Editions J’ai Lu – Année 2014947 pages
Après avoir visionné deux fois la saison 1 d’Outlander et regarder Netflix me narguer avec sa bande-annonce sur la saison 2, je n’ai pas pu résister une seconde de plus pour lire l’intégrale que voici.
Les éditions J’ai Lu sont totalement folles de proposer des livres aussi énormes. On peut à peine les tenir dans les mains sans se faire une tendinite. Et les suivants sont encore plus imposants… Leur lecture nécessite d’être installée confortablement.
Attention, cet article concernant le tome 2 peut contenir des spoilers.
1968. À la mort de son mari, Claire Beauchamp emmène sa fille en Écosse, sur les lieux mêmes où, vingt ans plus tôt, elle a vécu d’extraordinaires aventures…
Des aventures qui, dans ce second tome, vont conduire Claire et Jamie dans le Paris du siècle des Lumières. Leur but ? Empêcher Charles-Eduard Stuart d’accéder au trône, un événement qui marquerait le début d’une répression sanglante dans les Highlands.
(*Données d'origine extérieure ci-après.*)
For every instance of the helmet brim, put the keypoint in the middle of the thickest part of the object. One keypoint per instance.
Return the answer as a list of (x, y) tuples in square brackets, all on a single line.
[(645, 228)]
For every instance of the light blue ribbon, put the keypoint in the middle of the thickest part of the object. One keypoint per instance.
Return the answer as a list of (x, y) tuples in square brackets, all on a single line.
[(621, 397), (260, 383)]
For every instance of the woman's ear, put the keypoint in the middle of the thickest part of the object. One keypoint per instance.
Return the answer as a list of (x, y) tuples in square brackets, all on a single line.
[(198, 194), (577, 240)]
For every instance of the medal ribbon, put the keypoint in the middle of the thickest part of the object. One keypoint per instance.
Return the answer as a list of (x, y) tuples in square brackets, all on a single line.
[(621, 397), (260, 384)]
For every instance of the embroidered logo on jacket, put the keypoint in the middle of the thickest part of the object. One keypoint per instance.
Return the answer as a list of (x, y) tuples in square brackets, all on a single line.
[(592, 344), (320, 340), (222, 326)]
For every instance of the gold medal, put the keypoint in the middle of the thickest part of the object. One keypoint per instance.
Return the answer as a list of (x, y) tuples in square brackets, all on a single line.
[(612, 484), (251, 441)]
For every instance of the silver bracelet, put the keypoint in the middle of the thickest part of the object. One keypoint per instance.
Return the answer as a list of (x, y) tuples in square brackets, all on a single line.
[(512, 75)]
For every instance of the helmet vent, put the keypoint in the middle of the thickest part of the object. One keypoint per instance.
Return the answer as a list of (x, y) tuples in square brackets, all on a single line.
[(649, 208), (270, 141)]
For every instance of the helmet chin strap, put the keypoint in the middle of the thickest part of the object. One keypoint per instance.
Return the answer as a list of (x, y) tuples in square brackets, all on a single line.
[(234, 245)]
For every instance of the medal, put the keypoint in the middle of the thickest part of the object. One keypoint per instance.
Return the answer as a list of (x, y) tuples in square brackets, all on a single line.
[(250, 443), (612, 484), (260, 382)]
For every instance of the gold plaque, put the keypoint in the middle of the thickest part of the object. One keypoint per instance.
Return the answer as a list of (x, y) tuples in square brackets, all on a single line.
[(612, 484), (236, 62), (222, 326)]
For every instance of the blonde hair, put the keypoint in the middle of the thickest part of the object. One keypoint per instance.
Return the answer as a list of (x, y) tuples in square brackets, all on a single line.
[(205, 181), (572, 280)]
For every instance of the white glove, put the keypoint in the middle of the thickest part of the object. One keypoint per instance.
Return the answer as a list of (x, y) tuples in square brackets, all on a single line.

Mais dans leur course effrénée, le couple découvrira à ses dépens qu’on ne peut modifier le cours de l’histoire impunément…
Quel bonheur de retrouver l’univers d’Outlander! Bizarrement, je n’ai pas mis ce livre dans le top des univers qui me font rêver, et pourtant j’aimerais comme Claire traverser les pierres et vivre une vie d’aventure.
On avait quitté Claire et Jamie alors qu’ils s’exilaient en France, et je m’attendais à ce que le tome 2 reprenne exactement au même endroit. Mais Diana Gabaldon a su sait me surprendre en amenant le lecteur vingt ans plus tard la fuite de Jamie de la prison de Wentworth. J’ai trouvé ce procédé original et il doit sûrement être très pratique lorsque les souvenirs de la précédente lecture sont effacés.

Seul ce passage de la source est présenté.